佳作「悲しい音色 和田保男」
加藤が章江の入院を知ったのは七月の初めのことだった。二ヶ月余りの長期出張から帰り、久しぶりにお店に立ち寄るとママが驚いた表情で加藤に伝えた。
「知らなかったよ。四月の末から長野で緊急事態があって、外部との連絡をする余裕のないまま東京を留守にしていたのだから……」
隅田川の満開の桜の下を章江と二人で歩いたのは四月初めの日曜日の夕方近かった。
章江が歩きながら時々小さな咳をしていた。四月とはいってもお日様の当たらないところでは結構冷たい空気に触れることもあるので、咳の一つや二つしても不思議はない。
この満開の花もあと一週間もすれば散ってしまうわね、と章江がなにげなくつぶやいた。『スナック野花』はテナントビルの二階にあり、七人ほどのカウンター席と四人が座れるテーブルが一つだけの、ママの美里と章江の二人だけでやっている小さなお店である。
お店ではお客との来店時の挨拶は、いらっしゃいませ、であり、帰る時には、ありがとうございます、あるいは、またお出かけください、と言うのが一般的である。
ところが、何回目かの時に、加藤が店のドアを開けると、章江は、お帰りなさい、という言葉で出迎えた。そして帰る時には、行ってらっしゃい、と言ったのである。加藤も思わず、行ってきます、と応えてしまった。

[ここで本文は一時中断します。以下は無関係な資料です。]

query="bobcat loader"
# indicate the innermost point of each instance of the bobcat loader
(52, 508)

章江にとってはお店が家庭であり、加藤はその家族の一員というわけである。
それほどの常連客である加藤が突然何の連絡もなくお店に姿を現さなくなったのだから、出張中のことを知らなかったママの美里が心配していたのは当然のことである。
「ただの風邪だろうからといって近くの薬局で咳止めのお薬を買って飲んでいたようだけれど、どうもおかしいということで病院に行って精密検査をしてもらったのが確か五月の末だったわ。ところが検査結果が思ったよりも良くなかったようなのよね……」
入院したのは加藤の会社の近くにある総合病院であったが、肝心の病状についての詳細は、身寄りのない章江の親代わりとなっているママの美里を通じてお店でしか知ることができなかった。それほどまでに病状は悪化しているということであろうか。
加藤の足取りは重かったが、仕事で多忙な日々では結局どうすることもできなかった。かつて、妻と別れる最大の原因の一つとなった、会社の仕事最優先の生活が思い出された。取引先との打ち合わせと称して連日の酒席が続いた。午前様で帰ることは決して珍しいことではなかった。土曜日曜も接待ゴルフで家族との生活は全くなかった。このような生活が二十年以上も続いていた。さすがに妻も耐え切れず、成人している一人娘と共に夫のもとを離れる決断をしたのだった。
その日、加藤が営業先から帰る電車は朝夕の通勤時間帯でもないのにずいぶんと混雑していた。どうやら車両トラブルでダイヤが乱れているようだった。しかも空調までもが不具合のようで車内が妙に暑苦しかった。
隣に立っている若い女性の長い髪がまとわりついてきていっそう不快だった。背中には汗が流れて濡れていった。十五分ほど乗って改札を出ると、さっきの女性がすぐそばを歩いていた。あまりの暑さのせいとしか言いようがなく、加藤はその女性に声をかけ、会社に向かう途中にある喫茶店でアイスコーヒーを二つ注文していた。
初めて会った章江はすべてに新鮮で初々しかった。章江です、会社の帰りに気軽に立ち寄ってくださいね、と渡された名刺には『スナック野花』とお店の名前が記してあった。加藤が妻と別れて二年後のことだった。
その日を境に二人の中はまるで何かにとりつかれたかのように急速に親密さを増していった。多い時にはほぼ毎日通い、カラカラに渇き切っていた加藤の体に、章江のみずみずしい液体が急速に染み込んでいったのである。これ、お部屋につるしておいて欲しいの、かわいい音色がするのよ、私のこと忘れないようにね。初めて出会った日から一ヶ月後、お店で別れ際に章江が手渡してくれた小さな包みには可愛い風鈴が一つ入っていた。
加藤は妻と離婚してから、一人娘の律子と二人だけで何度目かの夕食を共にしていた。
「お父さん、元気そうで何よりだわ。実は私の会社で先輩が肺がんでつい最近亡くなったのよ。内緒で夜のお店で働いていたらしいけど、無理がたたって進行が早かったみたいね」
加藤は黙ってグラスの水割りを飲み干した。
夏も終わりに近い日曜日の夕方。
一人暮らしの加藤の部屋には風鈴の音だけが悲しく響いていた。